Chinese Yuan Bonds Are a Stable Asset, Pictet Asset Management’s Head of China Debt Says


(Yicai) June 11 — Chinese yuan-denominated bonds have become a stable asset to invest in a time when traditional safe-haven assets, such as the US dollar and US Treasury bonds, have been out for sale, according to the head of China Debt at Pictet Asset Management.

“Overall, we believe that Chinese yuan bonds are a low-volatility and stable asset,” said Yeung, who is also the co-head of emerging market corporate at Pictet Asset Management. “While local currency bonds from other emerging economies, such as India and Indonesia, may offer higher yields, they also tend to have greater volatility.”

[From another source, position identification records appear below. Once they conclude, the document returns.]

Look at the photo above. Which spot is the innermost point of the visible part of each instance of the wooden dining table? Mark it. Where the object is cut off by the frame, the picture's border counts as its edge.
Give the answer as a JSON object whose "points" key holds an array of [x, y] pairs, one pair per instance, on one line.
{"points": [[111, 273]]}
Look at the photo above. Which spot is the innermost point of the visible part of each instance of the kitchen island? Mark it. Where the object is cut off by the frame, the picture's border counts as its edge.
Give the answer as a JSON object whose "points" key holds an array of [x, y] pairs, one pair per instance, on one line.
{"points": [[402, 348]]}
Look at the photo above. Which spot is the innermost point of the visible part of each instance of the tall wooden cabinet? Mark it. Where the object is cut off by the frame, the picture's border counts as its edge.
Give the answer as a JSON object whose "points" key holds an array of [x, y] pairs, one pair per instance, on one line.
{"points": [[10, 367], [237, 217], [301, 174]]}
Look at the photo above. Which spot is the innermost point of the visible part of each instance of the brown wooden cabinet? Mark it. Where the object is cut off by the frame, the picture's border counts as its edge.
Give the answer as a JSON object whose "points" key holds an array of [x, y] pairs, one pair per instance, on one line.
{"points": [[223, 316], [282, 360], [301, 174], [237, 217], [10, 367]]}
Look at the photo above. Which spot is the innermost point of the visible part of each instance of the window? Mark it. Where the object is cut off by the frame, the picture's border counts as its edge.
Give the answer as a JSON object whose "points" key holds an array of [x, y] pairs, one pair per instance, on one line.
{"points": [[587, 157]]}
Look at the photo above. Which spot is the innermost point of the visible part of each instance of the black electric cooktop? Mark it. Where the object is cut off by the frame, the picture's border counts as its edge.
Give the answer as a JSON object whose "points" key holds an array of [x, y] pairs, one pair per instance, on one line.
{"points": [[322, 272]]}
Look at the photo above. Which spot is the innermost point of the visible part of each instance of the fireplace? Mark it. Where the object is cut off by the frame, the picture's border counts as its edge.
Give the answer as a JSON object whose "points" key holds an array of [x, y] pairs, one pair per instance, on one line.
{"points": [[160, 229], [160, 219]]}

Even though the yields on Chinese yuan bonds are not high, Yeung maintains a positive attitude towards them because China’s low inflation environment is expected to continue. He believes that a portion of institutional investors will view Chinese yuan bonds as a stable long-term investment asset class to include in their portfolios.

Chinese enterprises prefer to issue yuan-denominated bonds because US dollar bonds have relatively low interest rates, Yeung noted. Moreover, overseas investors have low holdings of Chinese US dollar bonds due to a generally cautious attitude towards Chinese yuan bonds.

But moving forward, considering both the Chinese macroeconomic situation and its developments in the technology sector, global investors will likely pay more attention not only to Chinese stocks but also to Chinese corporate bonds, Yeung predicted.

In the past 10 years, global investors purchased a large amount of US dollar-denominated assets, but moving forward, the diversification trend will prevail, Yeung said. This trend will have a positive impact on emerging markets’ local currency-denominated sovereign and corporate bonds, he added.

“In the short term, US dollar bonds may still have some allure due to their relatively high yields, which exceed 4 percent now,” Yeung noted. “But in the medium term — the upcoming one to five or even 10 years — market confidence in US Treasuries and the US dollar is expected to gradually weaken.”

Most emerging market corporate bonds are denominated in US dollars, as they are issued by companies based outside the United States. Therefore, if global investors aim for long-term portfolio diversification, they are likely willing to allocate some of their US bonds to US dollar bonds issued by firms in emerging markets, Yeung pointed out.

This way, investors can reduce the impact of tariffs because most Asian companies focus on the domestic markets, so their bonds are unlikely to have big exposure to large-scale exports to the US, Yeung explained.